And now, a new piece of the puzzle is about to fall into place. This is Schnorr, an algorithm that would enable multiple signatures to be securely aggregated into one, thereby increasing the speed and privacy offered by Bitcoin. However, while a technical outline for implementing Schnorr has now been released by developer Pieter Wuille, the need for community consensus and adoption could mean there’s still some time to wait before it increases Bitcoin network capacity by as much as 40%.
Schnorr: A Non-Technical Primer
Originally developed by German cryptographer/mathematician Claus-Peter Schnorr, the Schnorr signature algorithm is essentially a way of linking multiple wallet keys to a single signature.
“For applications like Bitcoin, one of the most compelling advantages is compact multi-signatures, allowing what are effectively several signatures to be compressed into the space of one,” crypto-analyst Tony Arcieri explains to Cryptonews.com.
“The overwhelming majority of the data in Bitcoin’s blockchain consists of signatures, so using Schnorr-based techniques to “compress” signatures allows for a much smaller blockchain to represent the same cryptographically verifiable information.”
For the uninitiated, cryptographic signatures are how a blockchain protocol (such as Bitcoin’s) verifies that a public wallet key corresponds to a private one. They’re needed a) to verify transactions and b) to avoid revealing a private key to unwanted scrutiny. Unfortunately, the need to provide a signature for every single wallet involved in a transaction can weigh the Bitcoin network down.
Enter Schnorr, which is now a viable solution for Bitcoin due to the introduction of SegWit. This is because SegWit moves all signature data to a separate portion of each block, which allows such portions to have their rules altered without the need for a hard fork.
As such, Schnorr can be introduced with only a soft fork, enabling a transaction involving multiple addresses to be reduced to a single signature. While estimates vary depending on who you ask, this simplification will reduce the amount of block storage needed by the Bitcoin network by anything from 25% to 40%.
In other words, more transaction info could be included on a single block, and if we assume a current maximum speed of seven or eight transactions per second for Bitcoin, the addition of Schnorr could bring this up to as much as 9.8 or 10.2. Increased capacity would also help to reduce transaction fees, thereby making it cheaper to buy and sell bitcoin.

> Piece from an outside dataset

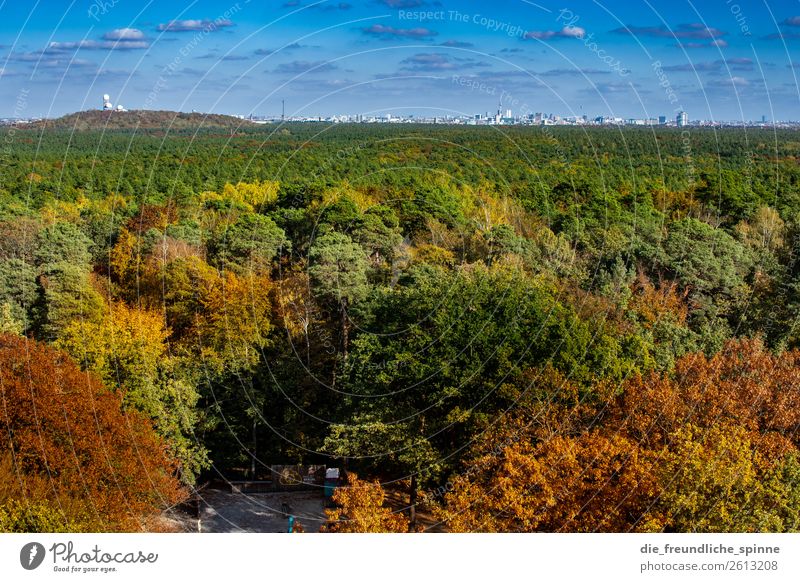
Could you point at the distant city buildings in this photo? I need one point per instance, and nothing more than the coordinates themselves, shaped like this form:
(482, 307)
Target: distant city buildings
(502, 117)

This aggregating of multiple addresses in a single signature will also have a positive effect on privacy, since it will incentivise people to use CoinJoin, an anonymization method for bitcoin transactions, or similar protocols. Previously, this anonymization service suffered from the fact that not enough people used it, something which can actually compromise the anonymity of those who do. But combined with the use of Schnorr, transaction fees will be reduced on the whole if people pool their transactions together, in the process giving people a reason to use the program and increase their privacy.
Consensus and Adoption
As promising as Schnorr sounds, there’s still the question of when it will actually be deployed, and of whether the Bitcoin community will harmoniously arrive at the consensus necessary for adopting it.
For example, the proposed SegWit upgrade ultimately led to the hard fork that created Bitcoin Cash in August 2017, since some community members felt that it wouldn’t do enough to change how BTC is treated more as an asset than a currency.
However, Arcieri for one is sceptical that Schnorr will be controversial enough to cause yet another schism.
“This is sound cryptographic engineering the community should probably adopt from a purely technical perspective,” he says. “I can’t imagine what kind of narrative people would spin to argue against it, but we’ve seen that in the past with what should otherwise be uncontroversial cryptographic improvements to Bitcoin like SegWit.”
And still, even if there is consensual support for Schnorr, its implementation will still rely on users actually choosing to use it, as is the case with SegWit. And given that SegWit enjoyed only 25% usage six months after its launch, it’s clear that Schnorr’s effect on BTC transaction speeds and fees won’t be instantaneous.